Agency Issues Performance and Accountability Report
WASHINGTON – The U.S. Equal Employment Opportunity Commission (EEOC) has received an “unqualified opinion” on its 2005 financial statements, the second consecutive year in which independent auditors have performed an extensive examination of the EEOC’s financial records and reported a clean fiscal bill of health.
The audit report is a focus of the EEOC’s Performance and Accountability Report (PAR) which the agency has released for Fiscal Year 2005, which ended on September 30. The auditors’ judgment signifies that they have performed an extensive examination of the EEOC’s financial records and have no reservations regarding the accuracy and fairness of its presentation, as well as the application of generally accepted accounting principles.
The PAR, which is required by the Office of Management and Budget for most federal agencies, highlights the EEOC’s efforts to be more customer-centered and results-oriented in accordance with the President’s Management Agenda. The full text of the PAR is available on the agency’s web site at www.eeoc.gov.

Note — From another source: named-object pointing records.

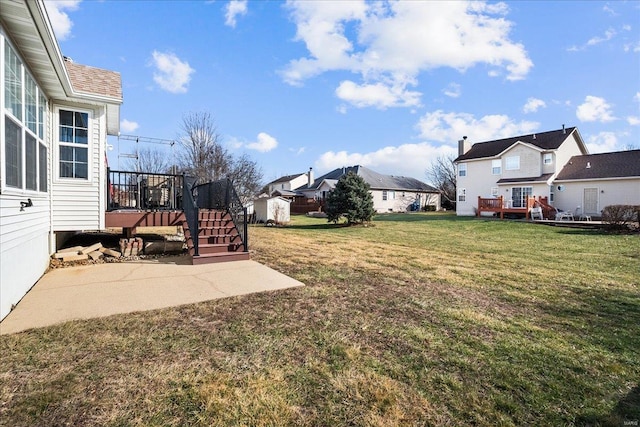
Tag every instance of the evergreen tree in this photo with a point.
(351, 198)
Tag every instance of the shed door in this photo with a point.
(590, 200)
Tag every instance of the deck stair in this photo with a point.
(218, 238)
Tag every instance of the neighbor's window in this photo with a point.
(512, 163)
(13, 152)
(24, 127)
(496, 167)
(519, 196)
(74, 139)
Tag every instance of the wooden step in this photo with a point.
(219, 239)
(220, 257)
(212, 248)
(216, 231)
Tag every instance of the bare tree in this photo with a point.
(246, 176)
(442, 175)
(202, 155)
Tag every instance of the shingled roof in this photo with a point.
(375, 180)
(620, 164)
(550, 140)
(95, 81)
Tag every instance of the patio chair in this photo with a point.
(563, 215)
(581, 215)
(536, 213)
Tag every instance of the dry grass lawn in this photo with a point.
(422, 319)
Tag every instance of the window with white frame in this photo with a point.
(519, 196)
(73, 137)
(496, 167)
(24, 123)
(512, 163)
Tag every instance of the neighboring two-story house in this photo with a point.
(55, 116)
(391, 193)
(551, 165)
(514, 168)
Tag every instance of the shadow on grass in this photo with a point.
(322, 226)
(422, 217)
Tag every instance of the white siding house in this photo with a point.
(277, 209)
(55, 117)
(513, 168)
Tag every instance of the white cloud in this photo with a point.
(391, 43)
(60, 21)
(450, 127)
(128, 126)
(407, 160)
(233, 9)
(608, 35)
(633, 120)
(376, 95)
(594, 109)
(172, 74)
(533, 104)
(632, 47)
(264, 143)
(603, 142)
(454, 90)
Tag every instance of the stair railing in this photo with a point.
(191, 211)
(222, 196)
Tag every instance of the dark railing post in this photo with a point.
(246, 231)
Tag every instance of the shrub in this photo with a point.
(619, 216)
(351, 198)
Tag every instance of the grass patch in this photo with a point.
(421, 319)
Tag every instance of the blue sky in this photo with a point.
(388, 85)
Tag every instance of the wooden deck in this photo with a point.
(130, 219)
(498, 205)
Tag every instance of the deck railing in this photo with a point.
(143, 191)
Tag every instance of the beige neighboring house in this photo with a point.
(55, 118)
(391, 193)
(515, 169)
(589, 183)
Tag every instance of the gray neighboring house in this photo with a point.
(590, 182)
(391, 193)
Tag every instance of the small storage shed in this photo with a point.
(272, 208)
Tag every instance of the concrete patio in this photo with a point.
(100, 290)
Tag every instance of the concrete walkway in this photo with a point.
(105, 289)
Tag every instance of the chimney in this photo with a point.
(463, 146)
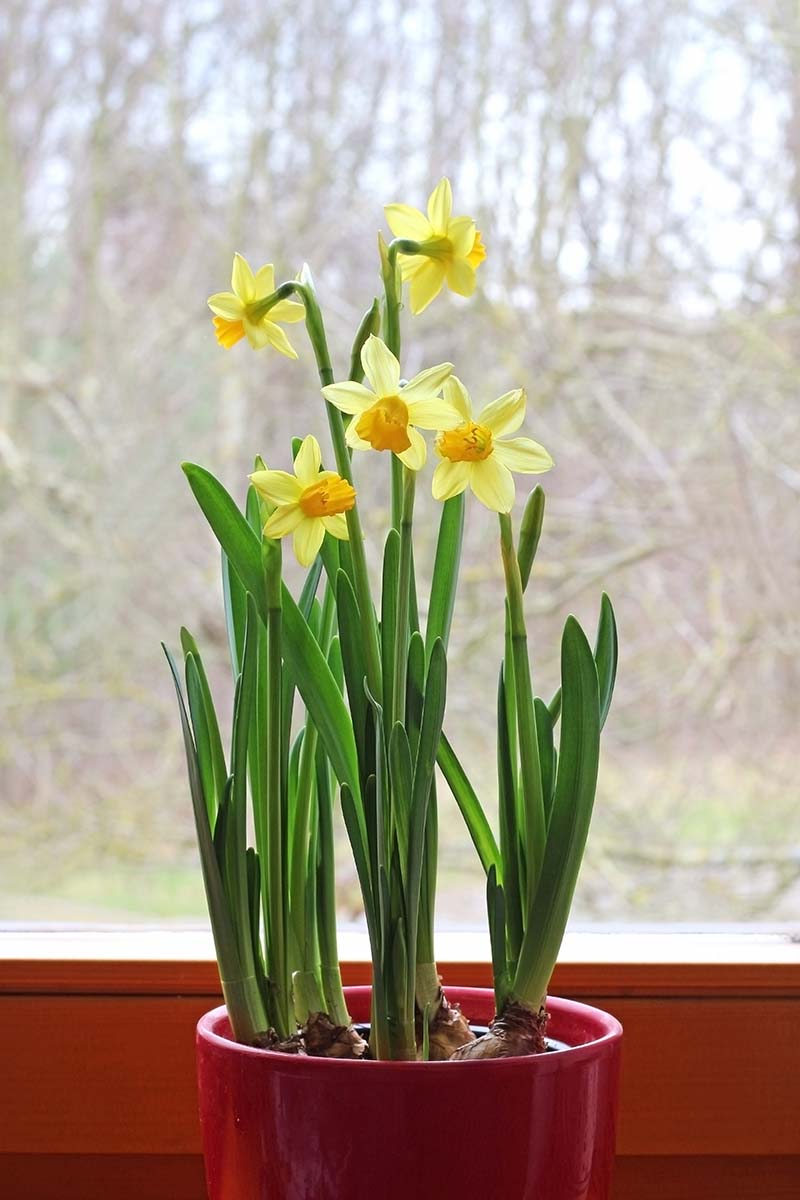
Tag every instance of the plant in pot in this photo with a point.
(313, 1090)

“We continued to pursue organizational excellence in FY 2005 through our model workplace efforts and implementation of the President’s Management Agenda,” said EEOC Chair Cari M. Dominguez. “We strove to set and implement the highest quality standards for equal employment opportunity, customer service, internal efficiency, and fiscal responsibility.”
The EEOC is required to prepare and submit audited financial statements by the Accountability of Tax Dollars Act of 2002, which was signed into law by President Bush on November 7, 2002. Additionally, the Improved Financial Performance component of the President’s Management Agenda also requires federal agencies to obtain and sustain clean audit opinions in their financial statements.
Jeffrey A. Smith, the agency’s chief financial officer, said, “The independent auditors’ ‘unqualified opinion’ on the EEOC’s financial statements represents another milestone in our efforts to improve the financial management of the agency. In FY 2006, guided by an examination and update of our Strategic Plan, the EEOC will continue its focus on accountability and results through improved performance metrics, budget planning and financial management.”
The EEOC is responsible for enforcing the nation’s laws prohibiting employment discrimination based on race, color, gender (including sexual harassment and pregnancy), religion, national origin, age, disability and retaliation. Further information about the EEOC is available on its web site atwww.eeoc.gov.
This page was last modified on December 21, 2005.